Lecturas
Desconoce el escribidor —y lo dice sin ánimo de crítica— cómo se estructura el sistema de transporte público capitalino en la actualidad. El paradero de la Víbora, que toda la vida fue una terminal de ómnibus —y antes de tranvías— y un punto de referencia en la ciudad, es ahora una base de taxis.
Para sustituir el de la Víbora se construyó en Santa Amalia otro paradero, que solo lo suple en parte, porque la ruta 37 pertenece ahora al paradero de Lawton, al igual que la 15 y el P10, que es lo que fue la ruta 100. Esta guarda sus carros en Santa Amalia, pero debe hacer «piquera» en plena calle, en Patrocinio entre 10 de Octubre y Párraga, frente por frente a lo que siempre fue su terminal.
Tampoco existe ya el paradero de Mantilla, que tanta vida dio a esa localidad, y, por tanto tampoco existe la Ruta 4, tradicionalmente, en tiempos pasados, una de las líneas de mejor servicio en La Habana.
Las guaguas, muchas de ellas al menos, tienen hoy un recorrido que nadie hubiera concebido hace unos años. La ruta 27, por ejemplo, pertenece ahora al paradero de Palatino, al igual, creo, que la 20, que siempre fue de La Puntilla. La 54, que siempre bajó por San Rafael en su recorrido hacia Centro Habana, sube y baja ahora por Zanja y en lugar de concluirlo en las inmediaciones del hotel Plaza —hubo tiempos en que llegaba a la Plaza de Armas— lo finaliza en el Parque del Curita, con lo que el viajero está y no está en La Habana. La cosa se pone fea cuando el pasajero llega a la Plaza de la Fraternidad con intenciones de adentrarse en La Habana Vieja. Hace poco tiempo bastaba con caminar por Monte hasta Cárdenas. Allí, frente a la tienda La Sortija, paraban la 15, la 16, la 18 y la 27, todas útiles si se deseaba llegar a la Avenida del Puerto. Cierto que todas ellas tenían —y tienen— una frecuencia como para sacar del paso al más pinto de la paloma, pero como eran cuatro, si no venía una, se agarraba la otra. Había un escape.

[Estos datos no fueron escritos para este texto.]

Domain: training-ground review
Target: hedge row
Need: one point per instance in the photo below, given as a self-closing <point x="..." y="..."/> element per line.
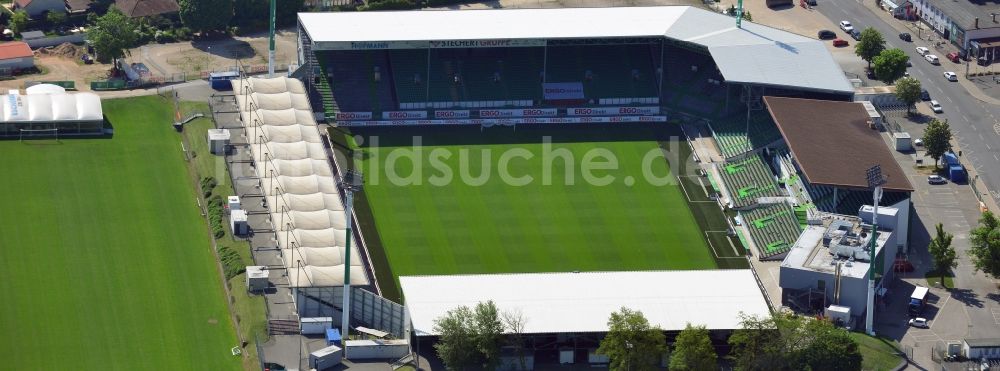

Alguien que, de seguro, no monta guagua, hizo un brillante aporte. Las cuatro rutas siguen vigentes y mantienen su recorrido hasta la Avenida del Puerto, pero ya ninguna hace parada en La Sortija. Cada una de ellas toma, al llegar a la Fraternidad, un camino distinto, con paradas distantes entre sí. Entonces el viajero, que luego de descender de un P8 espera la 16, ve, consternado y rabioso, cómo se va a lo lejos la 15 o la 27 o se indigna cuando la 18 tuerce por una bocacalle a cuatro metros de sus narices. Entonces el sujeto, resignado a su 16, echa raíces en la parada o se aventura en un bicitaxi, que es como ponerse en las manos de Dios.
Si los primeros taxistas o boteros aparecieron en La Habana en 1836, y circularon guaguas a partir de 1840, el bicitaxi es un vehículo sin antecedente conocido. Sus conductores no se rompen demasiado la cabeza. Siempre están disponibles; ninguno se niega a un servicio. Para la mayoría de ellos apenas existen las obligaciones del tránsito, pero llevan sus finanzas con una claridad ejemplar. No fallan. Tienen siempre la respuesta exacta a las inquietudes del cliente. Pregunta este: ¿Cuánto es la carrera hasta Cuba y Obispo? Contesta el bicitaxista: Un peso. ¿Y hasta el Museo del Ron? Un peso. Dice un peso, como perdonándote la vida, pero en realidad son 25 pesos, es decir, un CUC.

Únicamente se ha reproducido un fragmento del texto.